Gas earner opens up new career routes

Town Gas. Photo: Emil Charlaff

Amidst growing concerns that shrinking space and skyrocketing rents are pricing London’s creative community out of the Capital, one brand new project is a step towards restoring some of the balance.

Town Gas is a brand new arts facility on the edge of the City that combines studio space for celebrated ceramist Aaron Angell and creative resources for artists, schools and community groups.

The project was conceived by Create London, a social enterprise organisation that tries to find new ways for artists to make meaningful contributions to the lives of people in urban environments.

Positioned in the heart of Hoxton, Town Gas is a unique prospect for this development hotspot, where soaring rents have seen artists departing in their droves in recent years.

As a trade-off for use of the space, Angell, who has exhibited internationally as Troy Town Pottery, has been working with a group of unemployed young people to train them up in ceramics and the use of the studio’s kiln, the only publicly accessible gas kiln in London.

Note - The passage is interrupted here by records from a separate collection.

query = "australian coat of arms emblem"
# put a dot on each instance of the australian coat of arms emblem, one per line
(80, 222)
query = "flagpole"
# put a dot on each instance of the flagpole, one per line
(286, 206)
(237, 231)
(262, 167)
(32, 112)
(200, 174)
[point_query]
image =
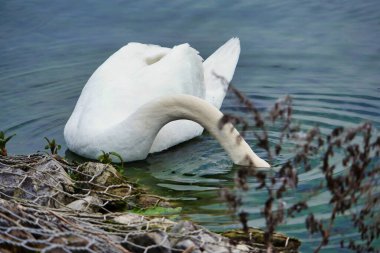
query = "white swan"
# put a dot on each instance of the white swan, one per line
(147, 98)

The aim is to employ several from the group as apprentice studio assistants to further develop their skills in administration and management.

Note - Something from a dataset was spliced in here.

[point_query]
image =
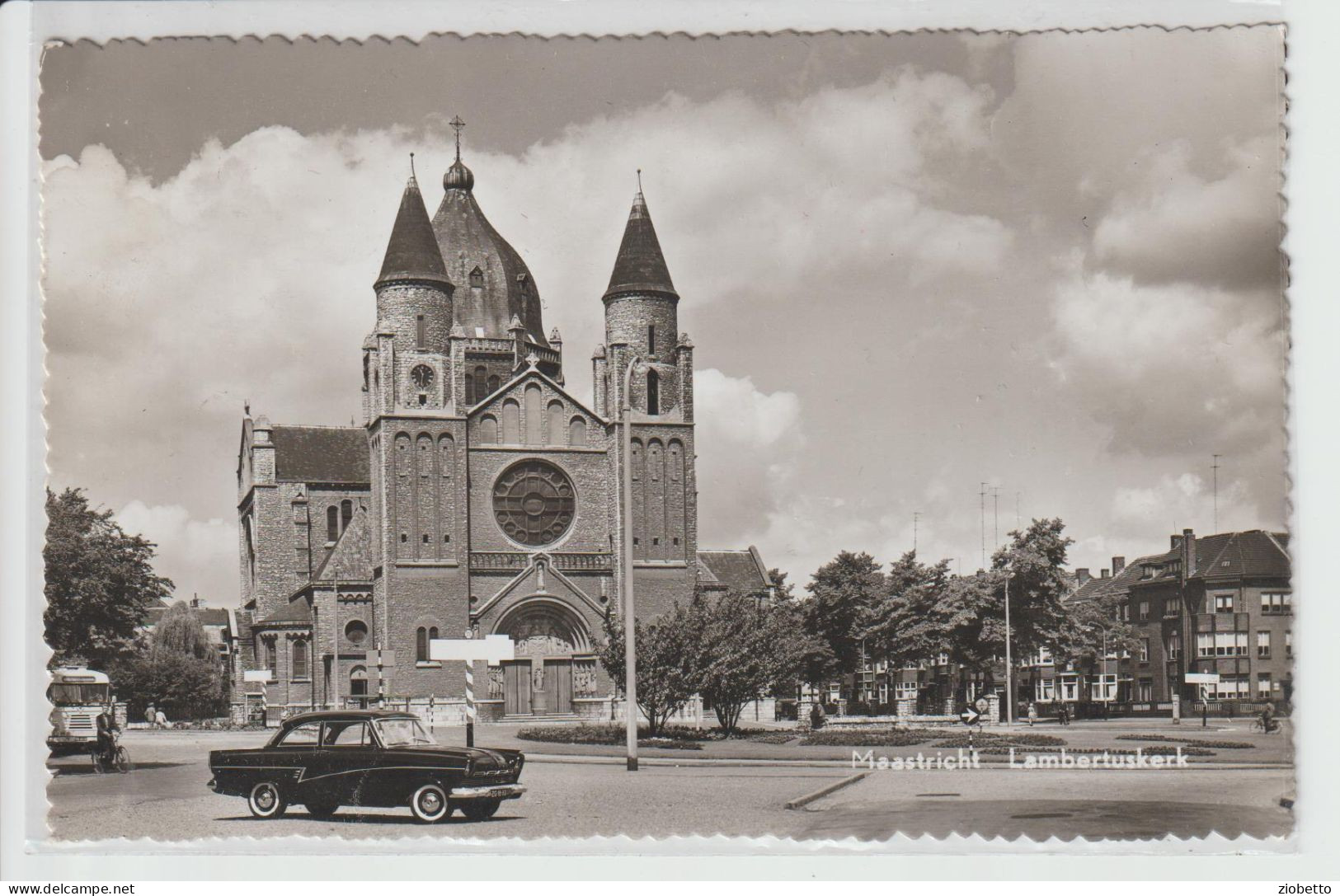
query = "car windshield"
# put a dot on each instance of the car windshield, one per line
(402, 733)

Create’s director Hadrian Garrard said the transactional element of the project is what makes it sustainable in the long term.

“These are roles that would go to arts graduates, not kids that have been through the school system in the East End, so what Aaron is doing is actually give them a great deal of employable skills,” he said.

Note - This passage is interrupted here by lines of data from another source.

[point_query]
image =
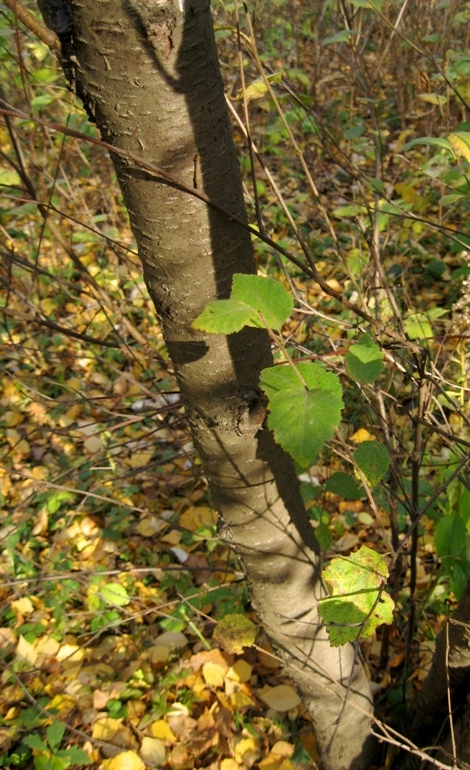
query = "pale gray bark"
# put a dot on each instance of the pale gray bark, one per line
(449, 677)
(148, 74)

“Town Gas has supported Aaron to find a new studio, but also to embed himself in the community, ensuring his work has a positive and lasting impact on the people around him.”

It’s this medley of benefits that attracted Bank of America Merrill Lynch to the project, having partnered with Create on various activations over the last eight years.

BAML’s arts and culture manager Emma Balfour said Create’s remit of not only supporting artists, but providing them with opportunities to give back to connect the City and its fringes was particularly appealing.

“I think there are still a lot of people out there who don’t understand what the point of art and artists are in our society,” she said.

“Art is a big educator and a big connector, and artists like Aaron are feeling the need to connect with their audiences and prove their value in different ways, which is why an initiative like this is so important.”